Our continued strength in these types of products, introduction and design wins will be a big part of our future success in the analog business. Reviewing our functional power products, we had a strong quarter for design wins for our new low voltage MOSFETs and IntelliMAX integrated load switches.
We continue to win designs with our latest low voltage switches in a variety of computing and ultra portal applications for our performance, efficiency and extremely small form factors are crucial to our customer success. Our advanced PowerTrench IV and V processes are a leading edge of low voltage MOSFET technology, allowing Fairchild to meet the most demanding customer requirements.
Our high voltage switches and integrated Smart Power Modules, or SPMs, are also gaining penetration in a variety of consumer and industrial applications. We won a number of designs with these products in advanced high-definition LCD plasma TVs during the second quarter, which will help drive our growth in the second half 2006 and into 2007.

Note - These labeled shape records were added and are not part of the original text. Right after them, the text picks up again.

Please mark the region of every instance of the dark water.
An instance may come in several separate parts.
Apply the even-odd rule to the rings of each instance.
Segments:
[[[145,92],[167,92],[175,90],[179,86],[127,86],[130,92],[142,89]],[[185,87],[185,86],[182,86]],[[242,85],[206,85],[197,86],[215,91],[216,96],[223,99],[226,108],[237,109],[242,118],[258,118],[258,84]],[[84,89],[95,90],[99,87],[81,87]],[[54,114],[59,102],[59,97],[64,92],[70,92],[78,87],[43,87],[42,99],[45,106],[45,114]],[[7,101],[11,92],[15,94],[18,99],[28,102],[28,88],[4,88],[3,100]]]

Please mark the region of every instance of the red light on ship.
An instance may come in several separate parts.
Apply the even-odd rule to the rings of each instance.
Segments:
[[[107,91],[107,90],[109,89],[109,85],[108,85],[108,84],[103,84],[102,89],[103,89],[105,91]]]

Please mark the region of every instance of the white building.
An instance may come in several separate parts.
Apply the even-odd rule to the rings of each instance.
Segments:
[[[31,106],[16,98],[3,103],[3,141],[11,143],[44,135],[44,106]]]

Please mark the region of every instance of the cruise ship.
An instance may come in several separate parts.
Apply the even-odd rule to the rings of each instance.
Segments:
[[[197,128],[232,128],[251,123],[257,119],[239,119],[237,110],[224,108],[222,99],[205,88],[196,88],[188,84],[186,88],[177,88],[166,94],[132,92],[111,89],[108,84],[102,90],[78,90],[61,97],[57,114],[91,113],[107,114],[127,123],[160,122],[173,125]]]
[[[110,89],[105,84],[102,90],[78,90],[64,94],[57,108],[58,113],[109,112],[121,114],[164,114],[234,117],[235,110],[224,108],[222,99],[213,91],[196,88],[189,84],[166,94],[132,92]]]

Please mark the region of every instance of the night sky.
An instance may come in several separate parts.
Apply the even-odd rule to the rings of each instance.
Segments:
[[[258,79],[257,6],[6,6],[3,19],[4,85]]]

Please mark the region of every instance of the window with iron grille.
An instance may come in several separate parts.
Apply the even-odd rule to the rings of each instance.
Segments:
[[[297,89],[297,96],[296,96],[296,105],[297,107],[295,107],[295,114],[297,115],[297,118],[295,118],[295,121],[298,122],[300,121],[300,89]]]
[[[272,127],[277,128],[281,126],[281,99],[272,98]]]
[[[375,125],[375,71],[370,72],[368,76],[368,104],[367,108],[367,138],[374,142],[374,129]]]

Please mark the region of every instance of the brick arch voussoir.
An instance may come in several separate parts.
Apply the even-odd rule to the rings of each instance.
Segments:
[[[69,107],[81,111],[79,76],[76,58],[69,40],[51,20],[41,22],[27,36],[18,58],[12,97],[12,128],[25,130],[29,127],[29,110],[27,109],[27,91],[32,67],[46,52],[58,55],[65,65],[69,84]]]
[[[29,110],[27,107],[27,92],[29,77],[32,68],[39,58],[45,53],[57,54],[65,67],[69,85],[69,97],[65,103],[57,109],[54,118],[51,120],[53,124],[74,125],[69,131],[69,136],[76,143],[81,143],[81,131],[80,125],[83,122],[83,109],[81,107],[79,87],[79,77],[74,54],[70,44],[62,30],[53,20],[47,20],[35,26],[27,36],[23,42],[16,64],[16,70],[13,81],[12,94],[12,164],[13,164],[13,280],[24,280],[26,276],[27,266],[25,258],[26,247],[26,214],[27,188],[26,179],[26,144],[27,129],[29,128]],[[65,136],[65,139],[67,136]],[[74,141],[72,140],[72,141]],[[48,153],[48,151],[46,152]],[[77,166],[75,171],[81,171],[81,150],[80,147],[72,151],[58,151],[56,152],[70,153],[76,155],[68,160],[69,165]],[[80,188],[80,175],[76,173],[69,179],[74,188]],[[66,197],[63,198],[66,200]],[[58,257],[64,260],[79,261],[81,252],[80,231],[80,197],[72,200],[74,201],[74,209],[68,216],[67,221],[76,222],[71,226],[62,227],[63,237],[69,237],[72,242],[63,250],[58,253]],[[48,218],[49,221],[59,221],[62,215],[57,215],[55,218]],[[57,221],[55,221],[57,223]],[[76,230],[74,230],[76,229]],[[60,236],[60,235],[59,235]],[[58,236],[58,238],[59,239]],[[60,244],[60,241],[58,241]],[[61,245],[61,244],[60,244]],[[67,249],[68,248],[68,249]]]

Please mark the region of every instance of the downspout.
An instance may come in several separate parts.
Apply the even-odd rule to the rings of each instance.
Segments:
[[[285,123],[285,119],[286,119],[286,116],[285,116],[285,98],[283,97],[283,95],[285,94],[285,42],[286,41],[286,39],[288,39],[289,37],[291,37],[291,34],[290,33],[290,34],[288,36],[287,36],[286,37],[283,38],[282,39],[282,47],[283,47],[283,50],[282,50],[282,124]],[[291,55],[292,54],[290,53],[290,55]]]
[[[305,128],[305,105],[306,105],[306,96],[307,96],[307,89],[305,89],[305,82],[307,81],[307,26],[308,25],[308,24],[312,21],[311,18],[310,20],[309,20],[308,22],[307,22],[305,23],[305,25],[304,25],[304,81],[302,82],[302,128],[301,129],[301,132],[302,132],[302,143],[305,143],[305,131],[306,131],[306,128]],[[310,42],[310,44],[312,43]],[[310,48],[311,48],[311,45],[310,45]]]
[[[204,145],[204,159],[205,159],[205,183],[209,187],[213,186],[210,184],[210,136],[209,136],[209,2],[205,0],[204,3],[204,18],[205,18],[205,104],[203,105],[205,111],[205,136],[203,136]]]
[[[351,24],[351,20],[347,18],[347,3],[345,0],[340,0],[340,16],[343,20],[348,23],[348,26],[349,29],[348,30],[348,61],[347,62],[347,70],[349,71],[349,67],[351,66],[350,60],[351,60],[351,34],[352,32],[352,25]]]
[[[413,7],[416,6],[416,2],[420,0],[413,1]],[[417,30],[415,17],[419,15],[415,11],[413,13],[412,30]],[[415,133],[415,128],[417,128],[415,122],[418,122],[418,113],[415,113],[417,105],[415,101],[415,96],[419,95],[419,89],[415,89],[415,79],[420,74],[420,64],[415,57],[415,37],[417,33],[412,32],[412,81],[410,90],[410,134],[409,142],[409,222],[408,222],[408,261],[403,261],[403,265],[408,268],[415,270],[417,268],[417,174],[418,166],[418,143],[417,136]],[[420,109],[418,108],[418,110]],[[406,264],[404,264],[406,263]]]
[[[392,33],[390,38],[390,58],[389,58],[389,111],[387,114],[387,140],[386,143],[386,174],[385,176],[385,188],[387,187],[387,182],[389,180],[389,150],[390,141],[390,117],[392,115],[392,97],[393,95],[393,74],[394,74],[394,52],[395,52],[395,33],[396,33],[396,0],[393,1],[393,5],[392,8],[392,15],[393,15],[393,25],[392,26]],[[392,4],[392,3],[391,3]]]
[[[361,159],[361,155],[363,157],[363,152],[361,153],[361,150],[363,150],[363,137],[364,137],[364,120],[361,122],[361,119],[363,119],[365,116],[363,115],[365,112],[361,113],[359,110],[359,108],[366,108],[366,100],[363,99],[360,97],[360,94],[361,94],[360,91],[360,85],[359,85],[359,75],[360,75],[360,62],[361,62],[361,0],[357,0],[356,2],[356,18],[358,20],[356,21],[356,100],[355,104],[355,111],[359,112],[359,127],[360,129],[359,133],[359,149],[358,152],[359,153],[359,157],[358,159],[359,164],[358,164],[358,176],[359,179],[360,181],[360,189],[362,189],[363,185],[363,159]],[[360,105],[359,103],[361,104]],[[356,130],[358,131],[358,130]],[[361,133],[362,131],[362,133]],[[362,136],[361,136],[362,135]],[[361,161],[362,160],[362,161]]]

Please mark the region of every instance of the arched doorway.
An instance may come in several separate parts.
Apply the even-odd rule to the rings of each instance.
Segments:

Turning now to our end markets. Sales and order rates were solid in the most end markets with particular strength in product supporting industrial applications.
As expected, we saw the normal Q2 seasonal slowdown in orders for our product support in computing end market. Overall, demand continues to be healthy and we ended the second half of 2006 with an excellent backlog position.
Let me turn over to Mark Frey for more on our financial results and our forward guidance.
Mark Frey
Thanks Bob. Let me start with some of our financial highlights.
We continued our steady improvement in margins in the second quarter. Looking at gross margins by product line, our Functional Power Group increased their gross margins 120 basis points due to new products, ongoing product mix action and manufacturing cost improvements.
Our Analog Group recorded a240 basis point decrease in gross margins, due to a shift in product mix, inventory adjustment charges and the impact of reducing our factory run rate to adjust analog inventory. We recorded strong sales and bookings for our power conversion products, currently running in about at the mid 30% gross margin range, which impacts our overall analog margin mix.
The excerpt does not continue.